Mike (Channing Tatum) es el Don Cheadle de la historia, el tipo de buen corazón digno de ser subestimado al verlo untado de grasa y brillo, vistiendo disfraces de cuero, haciéndolas de policía o marinero, un nudista andando con billetes estrujados colgados de su trusa, danzando una coreografía repasada, presumiendo bíceps y pectorales, alicientes que responden a la vida desordenada y libertina propia de un stripper. Soderbergh, al igual que Thomas Anderson, ambienta un mundo aplastantemente superficial, donde el alcohol, las drogas y distintos frutos prohibidos dominan y opacan cualquier indicio de superación o proyecto ajeno al espacio al que pertenecen. Es así como Mike, un hombre treintañero que sueña con crear una empresa de muebles, se ve engullido por el estancamiento de su principal oficio, uno que si bien no deja de darle buenas creces, ha comenzado a corroer sus sueños, a facturarle comportamientos y rutinas que tal vez nunca fueron la suya. El personaje protagonizado por Tatum es un hombre que está siendo arrastrado a una fosa a la que no pertenece.

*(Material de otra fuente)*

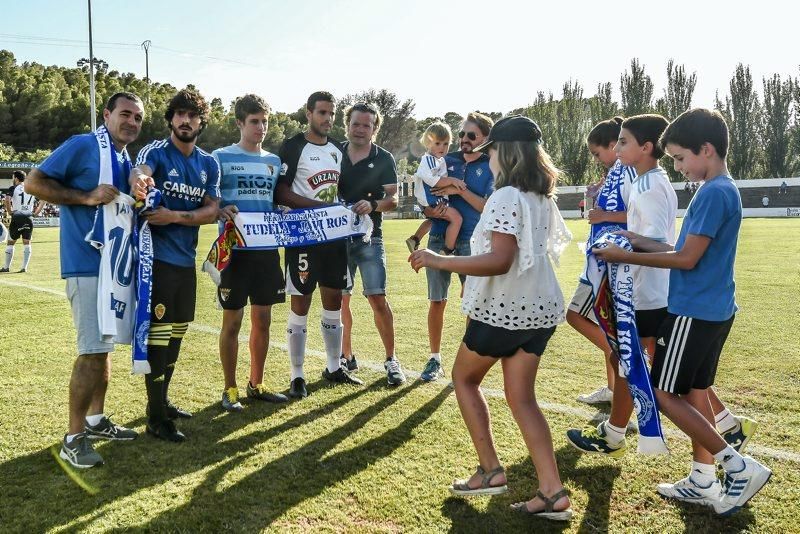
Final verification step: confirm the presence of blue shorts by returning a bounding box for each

Magic Mike es el universo que germina en los hombres una rutina llena de apariencias, seductora y glamorosa a primera vista, peligrosa y embaucadora luego que avanzas, algo imperceptible para el joven “The Kid” (Alex Pettyfer), quien gracias a Mike ha ingresado al mundo del stripper, pasando de ser un vago e irresponsable a ser un stripper e irresponsable, solo que este último rasgo, se ha duplicado. “The Kid”, en Boggie nights, sería la representación de “Dirk Diggler”, ese personaje protagonizado por Mark Wahlberg que luego de probar el fruto del éxito terminó arruinado por su orgullo y su mala cabeza. Por nada de esto pasa el joven “The Kid”, sin embargo, está camino a ello. Soderbergh parece seguir esa misma ley aplicada en el filme de Thomas Anderson, corromper al bueno y acelerar el exterminio del que ya está corrompido. Son las dinámicas del éxito, sus pro y más son sus contras.

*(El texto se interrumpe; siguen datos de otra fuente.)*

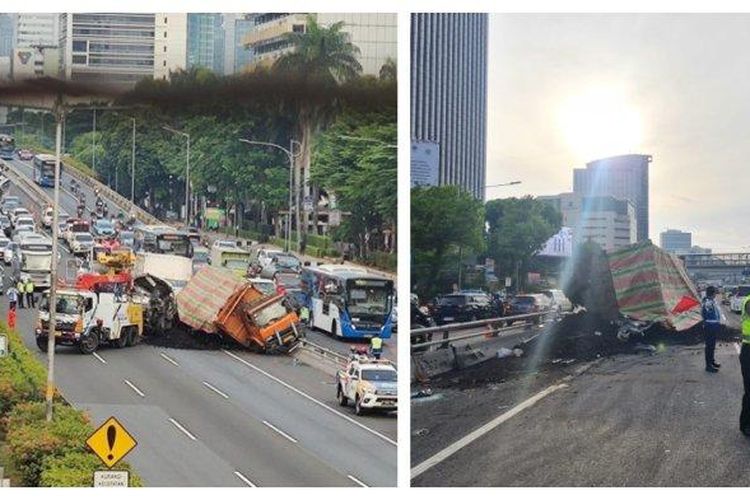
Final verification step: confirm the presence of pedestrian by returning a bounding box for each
[740,295,750,437]
[26,278,36,309]
[7,305,16,330]
[701,286,721,373]
[5,285,18,309]
[16,280,26,309]
[370,335,383,359]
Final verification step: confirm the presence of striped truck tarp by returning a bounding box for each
[175,266,245,333]
[608,241,701,331]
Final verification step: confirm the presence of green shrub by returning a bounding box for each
[6,402,92,486]
[39,451,143,487]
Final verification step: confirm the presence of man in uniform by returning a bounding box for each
[740,296,750,437]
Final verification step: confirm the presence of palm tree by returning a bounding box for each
[273,15,362,247]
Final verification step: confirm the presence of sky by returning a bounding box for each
[487,14,750,252]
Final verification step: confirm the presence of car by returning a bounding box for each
[193,245,210,274]
[18,149,34,161]
[336,356,398,415]
[253,247,284,270]
[248,278,276,295]
[430,291,497,325]
[3,241,21,265]
[70,233,94,255]
[729,285,750,314]
[260,251,302,279]
[117,231,135,248]
[508,293,552,325]
[542,288,573,313]
[91,219,115,238]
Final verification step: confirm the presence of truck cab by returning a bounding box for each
[35,289,143,354]
[336,356,398,415]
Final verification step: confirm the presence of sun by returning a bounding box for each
[559,87,642,162]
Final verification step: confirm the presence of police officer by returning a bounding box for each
[26,279,36,309]
[740,296,750,437]
[370,335,383,359]
[701,286,721,373]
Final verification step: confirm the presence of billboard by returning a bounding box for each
[411,141,440,187]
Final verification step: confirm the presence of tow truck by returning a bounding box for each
[336,354,398,415]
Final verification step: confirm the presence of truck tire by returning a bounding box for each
[36,337,47,352]
[336,384,349,406]
[78,331,99,354]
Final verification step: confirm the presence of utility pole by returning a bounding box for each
[45,103,65,422]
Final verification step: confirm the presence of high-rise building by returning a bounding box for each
[15,12,60,47]
[659,229,693,254]
[234,14,255,73]
[0,14,15,57]
[60,13,155,88]
[154,13,188,80]
[411,13,488,199]
[538,193,636,251]
[573,154,651,241]
[187,14,224,75]
[244,13,398,75]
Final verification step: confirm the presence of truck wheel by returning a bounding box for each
[336,385,349,406]
[36,337,47,352]
[78,332,99,354]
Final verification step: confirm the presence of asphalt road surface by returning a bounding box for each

A esto, la trama del filme consta en el paternalismo adoptado por Mike frente a “The Kid”, hermano de Brooke (Cody Horn), la “mamá gallina” del joven extraviado, una mujer centrada de la que Mike siente un atractivo que le parece lejano pero que no deja de llamar su atención. Magic Mike no tiene pretensiones de ser una película sobresaliente en la amplia filmografía de Steven Soderbergh, director que ha hecho de todo, filmes de visión comercial como de interés personal, que van desde remakes de grandes clásicos (Solaris, 2002), biopics (Che, 2008), cine negro (El buen alemán, 2006) o incluso de corte erótico (Sexo, mentiras y video, 1989). Muy a pesar, dicha película resulta ser un nuevo tema al bagaje temático de este director que parece no tener más línea que su pasión por el cine, del que habla bien como arte, pero desdeña como industria, y eso ya lo dejó en claro luego de (re)anunciar su próximo retiro de la pantalla grande.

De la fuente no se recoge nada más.